7. Mai 2026 um 08:23 Uhr / Nils Matthiesen
Der Einsatz von KI-Assistenten wie ChatGPT verbessert zwar die kurzfristige Erfolgsquote bei komplexen Aufgaben, schadet jedoch der langfristigen menschlichen Problemlösungskompetenz. Forscher der Carnegie Mellon University (CMU), der University of Oxford, des MIT (Massachusetts Institute of Technology) und der University of California (UCLA) untersuchten in einer Reihe von Experimenten die Auswirkungen von KI-Unterstützung auf die menschliche Ausdauer und Leistung. Die Ergebnisse zeigen, dass Nutzer nach nur zehn Minuten KI-Hilfe signifikant schneller aufgeben, wenn sie anschließend wieder auf sich allein gestellt sind.
Leistungsabfall nach dem Entzug der KI
In einem ersten Experiment mit 354 Teilnehmern mussten Bruchrechenaufgaben gelöst werden. Eine Gruppe erhielt Zugriff auf GPT-5, während die Kontrollgruppe ohne Hilfe arbeitete. Sobald die KI ohne Vorwarnung entfernt wurde, sank die Erfolgsquote der KI-Nutzer auf 57 Prozent, während die Kontrollgruppe 73 Prozent erreichte.
Gleichzeitig verdoppelte sich die Rate der übersprungenen Aufgaben bei den ehemaligen KI-Nutzern fast (20 zu 11 Prozent). Die Forscher replizierten diese Ergebnisse in einer zweiten Studie mit 667 Teilnehmern und stellten fest, dass der Effekt unabhängig vom ursprünglichen Fähigkeitsniveau der Probanden auftritt.

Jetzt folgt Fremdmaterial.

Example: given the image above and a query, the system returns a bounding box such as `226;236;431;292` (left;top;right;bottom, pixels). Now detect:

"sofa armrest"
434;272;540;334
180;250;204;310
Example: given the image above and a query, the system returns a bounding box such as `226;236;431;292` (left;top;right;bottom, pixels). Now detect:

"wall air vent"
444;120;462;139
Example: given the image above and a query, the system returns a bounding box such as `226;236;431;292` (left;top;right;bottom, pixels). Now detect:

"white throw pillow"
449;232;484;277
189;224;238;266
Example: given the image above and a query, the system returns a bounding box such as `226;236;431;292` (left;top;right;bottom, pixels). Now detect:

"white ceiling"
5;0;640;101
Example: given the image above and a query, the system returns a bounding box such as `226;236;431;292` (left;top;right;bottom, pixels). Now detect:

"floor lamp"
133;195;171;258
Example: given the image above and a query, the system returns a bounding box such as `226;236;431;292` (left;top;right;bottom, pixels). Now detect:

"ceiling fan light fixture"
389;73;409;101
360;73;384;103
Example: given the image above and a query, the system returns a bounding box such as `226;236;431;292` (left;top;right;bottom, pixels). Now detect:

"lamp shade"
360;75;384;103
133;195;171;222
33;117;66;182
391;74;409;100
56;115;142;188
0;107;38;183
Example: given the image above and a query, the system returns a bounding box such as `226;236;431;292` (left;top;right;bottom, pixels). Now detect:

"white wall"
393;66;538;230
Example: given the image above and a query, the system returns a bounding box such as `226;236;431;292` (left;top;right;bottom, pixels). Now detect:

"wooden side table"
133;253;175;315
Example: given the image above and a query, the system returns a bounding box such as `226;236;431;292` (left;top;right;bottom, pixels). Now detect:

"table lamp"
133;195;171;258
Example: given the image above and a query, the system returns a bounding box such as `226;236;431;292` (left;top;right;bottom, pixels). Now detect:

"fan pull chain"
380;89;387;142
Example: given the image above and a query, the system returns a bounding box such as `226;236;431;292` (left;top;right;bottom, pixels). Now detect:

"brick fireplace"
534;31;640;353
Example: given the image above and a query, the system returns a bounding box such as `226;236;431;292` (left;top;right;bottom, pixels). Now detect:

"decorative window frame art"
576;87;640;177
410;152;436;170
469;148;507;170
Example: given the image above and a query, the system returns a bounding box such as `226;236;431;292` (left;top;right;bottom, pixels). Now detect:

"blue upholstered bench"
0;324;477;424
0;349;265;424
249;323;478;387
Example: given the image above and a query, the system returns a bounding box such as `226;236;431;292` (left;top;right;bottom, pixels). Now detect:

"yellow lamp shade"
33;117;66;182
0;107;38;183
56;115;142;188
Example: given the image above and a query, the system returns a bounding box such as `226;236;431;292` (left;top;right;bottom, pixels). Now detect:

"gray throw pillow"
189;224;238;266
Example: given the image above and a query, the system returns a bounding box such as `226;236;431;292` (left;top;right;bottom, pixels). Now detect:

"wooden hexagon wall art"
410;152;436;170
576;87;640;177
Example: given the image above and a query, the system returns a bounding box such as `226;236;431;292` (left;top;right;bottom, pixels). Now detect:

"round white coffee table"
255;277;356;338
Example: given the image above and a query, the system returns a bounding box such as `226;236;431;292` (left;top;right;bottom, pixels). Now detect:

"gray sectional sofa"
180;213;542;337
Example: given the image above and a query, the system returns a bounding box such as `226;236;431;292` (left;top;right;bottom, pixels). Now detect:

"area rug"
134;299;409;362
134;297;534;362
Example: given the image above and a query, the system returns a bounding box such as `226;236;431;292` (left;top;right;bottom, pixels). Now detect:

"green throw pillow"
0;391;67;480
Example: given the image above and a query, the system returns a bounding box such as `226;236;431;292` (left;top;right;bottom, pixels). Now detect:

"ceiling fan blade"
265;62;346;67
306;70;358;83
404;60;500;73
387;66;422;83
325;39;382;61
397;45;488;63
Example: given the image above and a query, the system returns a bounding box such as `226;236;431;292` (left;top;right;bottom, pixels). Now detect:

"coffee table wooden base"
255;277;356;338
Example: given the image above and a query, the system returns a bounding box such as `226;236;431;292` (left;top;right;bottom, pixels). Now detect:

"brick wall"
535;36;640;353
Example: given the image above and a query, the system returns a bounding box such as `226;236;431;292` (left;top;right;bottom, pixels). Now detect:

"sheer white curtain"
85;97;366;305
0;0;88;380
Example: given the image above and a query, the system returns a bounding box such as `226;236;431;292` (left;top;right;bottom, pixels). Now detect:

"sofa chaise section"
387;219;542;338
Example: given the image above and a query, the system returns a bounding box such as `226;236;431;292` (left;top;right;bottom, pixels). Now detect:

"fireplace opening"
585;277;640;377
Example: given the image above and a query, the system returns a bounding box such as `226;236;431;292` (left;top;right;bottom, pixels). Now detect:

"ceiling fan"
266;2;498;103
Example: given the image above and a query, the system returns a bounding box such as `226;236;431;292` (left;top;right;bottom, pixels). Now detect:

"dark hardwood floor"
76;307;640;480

Art der Nutzung entscheidet über Kompetenzverlust
Die Studie differenziert stark zwischen verschiedenen Arten der KI-Interaktion. Negative Effekte konzentrieren sich primär auf Nutzer, die die KI um direkte Lösungen bitten. Rund 61 Prozent der Teilnehmer nutzten das Werkzeug auf diese Weise und zeigten den deutlichsten Rückgang bei Ausdauer und Leistung.

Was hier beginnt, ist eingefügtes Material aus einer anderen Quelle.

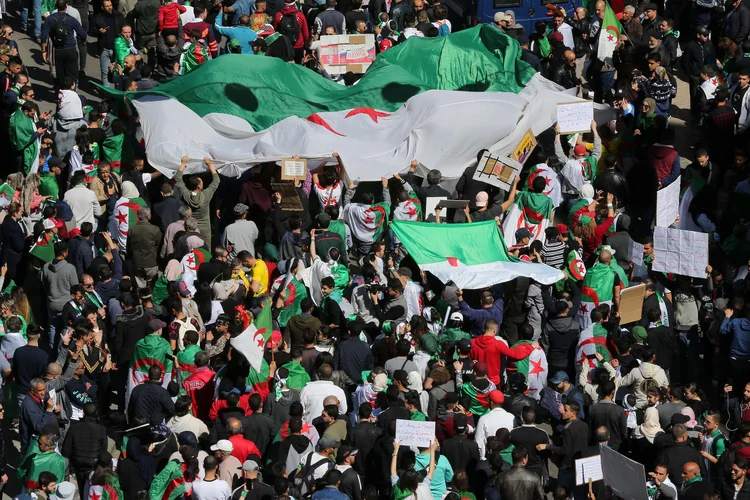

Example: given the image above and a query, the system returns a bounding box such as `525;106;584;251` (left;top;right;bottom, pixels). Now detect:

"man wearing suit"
0;202;26;280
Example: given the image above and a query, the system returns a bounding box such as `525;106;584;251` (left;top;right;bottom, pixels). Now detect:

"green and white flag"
596;2;622;65
578;262;620;330
391;220;563;289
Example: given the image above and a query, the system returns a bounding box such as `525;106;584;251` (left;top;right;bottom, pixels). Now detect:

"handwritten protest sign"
557;101;594;134
652;226;708;278
396;419;435;448
656;176;682;227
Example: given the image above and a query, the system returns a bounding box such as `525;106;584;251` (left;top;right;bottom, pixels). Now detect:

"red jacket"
229;434;261;463
159;2;187;31
469;335;533;386
182;366;216;422
273;4;310;49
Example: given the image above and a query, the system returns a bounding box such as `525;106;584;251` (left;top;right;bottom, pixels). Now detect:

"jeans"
21;0;42;38
99;49;115;87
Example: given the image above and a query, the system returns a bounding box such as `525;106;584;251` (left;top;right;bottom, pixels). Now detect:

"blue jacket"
214;15;258;54
313;486;350;500
18;394;57;454
719;318;750;360
40;12;86;50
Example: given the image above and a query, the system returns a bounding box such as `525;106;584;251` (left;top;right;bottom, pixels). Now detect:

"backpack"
638;366;659;394
292;453;330;498
50;15;68;49
277;11;302;45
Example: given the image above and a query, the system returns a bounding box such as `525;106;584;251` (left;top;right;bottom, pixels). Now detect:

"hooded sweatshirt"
42;259;78;312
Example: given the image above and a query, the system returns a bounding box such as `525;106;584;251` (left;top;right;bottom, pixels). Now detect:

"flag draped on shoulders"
392;220;563;289
513;340;549;399
125;335;174;410
524;163;562;208
109;198;148;251
578;262;619;330
503;191;555;246
29;231;60;263
341;202;391;243
576;323;610;368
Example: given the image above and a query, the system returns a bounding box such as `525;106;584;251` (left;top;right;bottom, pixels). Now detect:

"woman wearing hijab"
633;406;664;470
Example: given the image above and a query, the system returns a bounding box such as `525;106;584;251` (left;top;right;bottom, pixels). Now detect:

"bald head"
227;418;242;436
47;363;62;377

Probanden, die die KI lediglich für Hinweise oder Erklärungen verwendeten, wiesen hingegen keine signifikanten Beeinträchtigungen im Vergleich zur Kontrollgruppe auf.
Transfer auf andere Fachbereiche
Die Auswirkungen beschränken sich nicht auf mathematische Aufgaben. In einem dritten Experiment mit SAT-Lese-Verständnistests bestätigten sich die Muster. Auch hier sank die Erfolgsquote nach der KI-Nutzung deutlich von 89 auf 76 Prozent. Die Wissenschaftler warnen davor, dass aktuelle KI-Systeme auf kurzfristige Hilfestellung optimiert sind, was langfristig die menschlichen Fähigkeiten untergraben könnte, die sie eigentlich unterstützen sollen.